Spatial Room Impulse Response Processing for Virtual Acoustics
Augmented reality (AR) and telepresence systems aim to enhance the real world with virtual elements that blend convincingly into the surrounding space. Creating virtual sound sources in this context requires presenting perceptually valid head-related and room-acoustic cues to the listener to enable a realistic spatial impression and a coherent match between the virtual acoustics and those of the physical environment. In practical AR systems, the acoustic characteristics of the environment must be estimated from available sensor signals and the virtual source rendered through acoustically transparent headphones to preserve natural sounds in the physical environment. This thesis addresses both stages of this virtual acoustic processing chain: estimation and rendering.
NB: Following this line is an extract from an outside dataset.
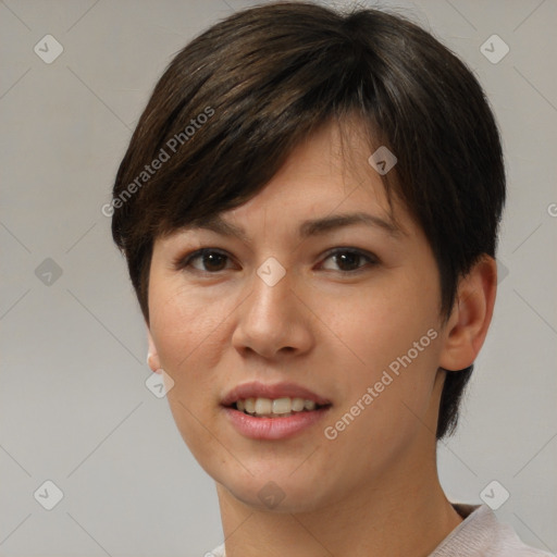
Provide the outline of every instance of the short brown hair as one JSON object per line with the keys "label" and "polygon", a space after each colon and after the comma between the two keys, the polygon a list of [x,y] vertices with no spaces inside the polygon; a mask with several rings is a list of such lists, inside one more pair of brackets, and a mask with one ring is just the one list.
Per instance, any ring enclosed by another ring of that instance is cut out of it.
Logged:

Central to both are spatial room impulse responses (SRIRs), which describe the linear, time-invariant, and directional properties of the acoustic transfer path between a source and a receiver in an environment.
The thesis first introduces a general microphone array signal model that separates room- and array-dependent contributions using spherical or circular harmonic representations. Building on this model, a blind SRIR estimation framework is proposed that reformulates blind multichannel system identification as an informed problem through the estimation of a pseudo-reference signal. Motivated by practical AR systems that often rely on wearable devices such as head-mounted displays or smartglasses, the thesis then specifically considers microphone arrays in motion.
The second part of the thesis focuses on the binaural rendering of estimated SRIRs for headphone reproduction. An array-aware end-to-end magnitude least-squares renderer is proposed to mitigate spatio-spectral coloration caused by limited spatial sampling and regularization. As an alternative to direct rendering, the thesis investigates the separation of direct sound and early reflections from an SRIR, a common processing step in parametric SRIR-based rendering that can facilitate virtual acoustic reproduction with increased directional sharpness. Two approaches are compared: one based on a physical array signal model and another based on subspace decomposition.
Together, these contributions advance practical SRIR estimation and rendering for virtual acoustics and provide foundations for robust, wearable, and perceptually convincing augmented and virtual reality audio systems.